REAL ESTATE - Jones Lang Lasalle last week reported operating income of $37.3m for Q3 2006 – a 40% increase over the same period of 2005. The firm also posted Q3 revenues of $462m, a 42% increase over Q3 2005.
Europe, the Middle East and Africa (EMEA) reported significant increases for the real estate investment management firm. Revenues for the region increased 53% over the same period the previous year, compared with 46% for the Americas.
EMEA CEO Alastair Hughes expects the strong performance of Germany and France to continue over the next quarter as a result of the combination of favourable market conditions and the firm’s strong pipeline.

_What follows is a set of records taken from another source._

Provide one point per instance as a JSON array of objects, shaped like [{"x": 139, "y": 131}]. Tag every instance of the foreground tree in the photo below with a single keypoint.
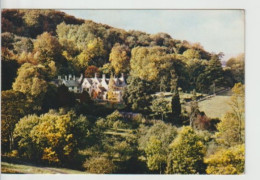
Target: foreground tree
[
  {"x": 47, "y": 48},
  {"x": 156, "y": 155},
  {"x": 227, "y": 161},
  {"x": 176, "y": 106},
  {"x": 137, "y": 95},
  {"x": 120, "y": 58},
  {"x": 160, "y": 107},
  {"x": 52, "y": 137},
  {"x": 13, "y": 107},
  {"x": 187, "y": 153},
  {"x": 231, "y": 129}
]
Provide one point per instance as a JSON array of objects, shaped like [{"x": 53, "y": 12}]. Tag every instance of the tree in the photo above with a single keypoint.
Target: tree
[
  {"x": 213, "y": 75},
  {"x": 119, "y": 58},
  {"x": 227, "y": 161},
  {"x": 187, "y": 153},
  {"x": 161, "y": 130},
  {"x": 160, "y": 106},
  {"x": 99, "y": 165},
  {"x": 156, "y": 155},
  {"x": 54, "y": 137},
  {"x": 31, "y": 80},
  {"x": 14, "y": 106},
  {"x": 93, "y": 54},
  {"x": 176, "y": 106},
  {"x": 47, "y": 48},
  {"x": 192, "y": 54},
  {"x": 9, "y": 69},
  {"x": 237, "y": 67},
  {"x": 91, "y": 71},
  {"x": 137, "y": 95},
  {"x": 194, "y": 109},
  {"x": 231, "y": 129}
]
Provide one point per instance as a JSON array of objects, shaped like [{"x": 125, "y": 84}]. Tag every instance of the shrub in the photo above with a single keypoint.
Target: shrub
[{"x": 99, "y": 165}]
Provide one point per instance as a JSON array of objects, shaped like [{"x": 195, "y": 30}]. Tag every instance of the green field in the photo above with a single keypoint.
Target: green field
[
  {"x": 10, "y": 168},
  {"x": 217, "y": 106}
]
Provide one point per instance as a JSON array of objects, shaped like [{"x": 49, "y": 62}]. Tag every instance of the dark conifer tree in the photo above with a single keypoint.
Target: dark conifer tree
[{"x": 176, "y": 106}]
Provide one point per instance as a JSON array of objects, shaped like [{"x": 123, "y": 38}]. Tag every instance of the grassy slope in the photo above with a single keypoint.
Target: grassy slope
[
  {"x": 10, "y": 168},
  {"x": 217, "y": 106}
]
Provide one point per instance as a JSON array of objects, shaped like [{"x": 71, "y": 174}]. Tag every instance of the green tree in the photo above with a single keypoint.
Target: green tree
[
  {"x": 120, "y": 58},
  {"x": 227, "y": 161},
  {"x": 160, "y": 107},
  {"x": 231, "y": 129},
  {"x": 93, "y": 54},
  {"x": 187, "y": 153},
  {"x": 213, "y": 75},
  {"x": 176, "y": 106},
  {"x": 56, "y": 137},
  {"x": 237, "y": 67},
  {"x": 192, "y": 54},
  {"x": 47, "y": 48},
  {"x": 14, "y": 106},
  {"x": 90, "y": 71},
  {"x": 194, "y": 109},
  {"x": 99, "y": 165},
  {"x": 162, "y": 131},
  {"x": 31, "y": 80},
  {"x": 156, "y": 155},
  {"x": 137, "y": 95},
  {"x": 9, "y": 69}
]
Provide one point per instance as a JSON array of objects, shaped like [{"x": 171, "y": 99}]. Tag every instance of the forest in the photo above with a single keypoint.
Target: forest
[{"x": 167, "y": 134}]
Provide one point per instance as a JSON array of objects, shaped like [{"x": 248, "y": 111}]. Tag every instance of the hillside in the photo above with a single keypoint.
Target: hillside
[{"x": 217, "y": 106}]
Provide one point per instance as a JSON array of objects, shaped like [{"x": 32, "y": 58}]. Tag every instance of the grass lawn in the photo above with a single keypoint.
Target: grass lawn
[
  {"x": 217, "y": 106},
  {"x": 10, "y": 168}
]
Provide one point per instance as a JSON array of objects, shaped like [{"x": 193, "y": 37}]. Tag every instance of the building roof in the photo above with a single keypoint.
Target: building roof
[{"x": 71, "y": 83}]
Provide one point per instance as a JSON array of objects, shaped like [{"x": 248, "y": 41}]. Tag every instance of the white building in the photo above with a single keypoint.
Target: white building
[{"x": 98, "y": 88}]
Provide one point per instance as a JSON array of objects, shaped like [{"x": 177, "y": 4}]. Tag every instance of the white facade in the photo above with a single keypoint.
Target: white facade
[{"x": 96, "y": 87}]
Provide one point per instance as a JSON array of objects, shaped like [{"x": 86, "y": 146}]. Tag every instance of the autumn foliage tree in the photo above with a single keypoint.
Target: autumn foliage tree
[
  {"x": 90, "y": 71},
  {"x": 14, "y": 106},
  {"x": 227, "y": 161},
  {"x": 52, "y": 137},
  {"x": 187, "y": 153},
  {"x": 120, "y": 58}
]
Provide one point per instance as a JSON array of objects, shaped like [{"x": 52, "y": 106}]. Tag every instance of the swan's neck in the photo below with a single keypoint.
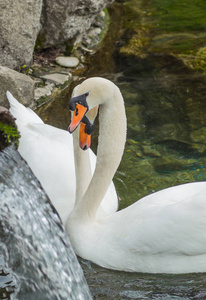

The firm remains optimistic about its limited investment in emerging European markets, including Russia. "As the Russian investment market gradually becomes more mature and transparent, it is likely to become attractive to a wider range of buyers," said Hughes.
In contrast to the US, where Lasalle’s growth has been largely driven by corporate acquisitions, in Europe "virtually all the growth in EMEA is organic," said Hughes. "Our acquisitions have been relatively modest in scale."
Globally, the firm has invested $180m to date this year in acquisitions. Next year will likely see new market expansions following the opening of seven new offices in 2006.
Lasalle’s assets under management increased to $40bn in Q3, compared to $29bn in the same period last year.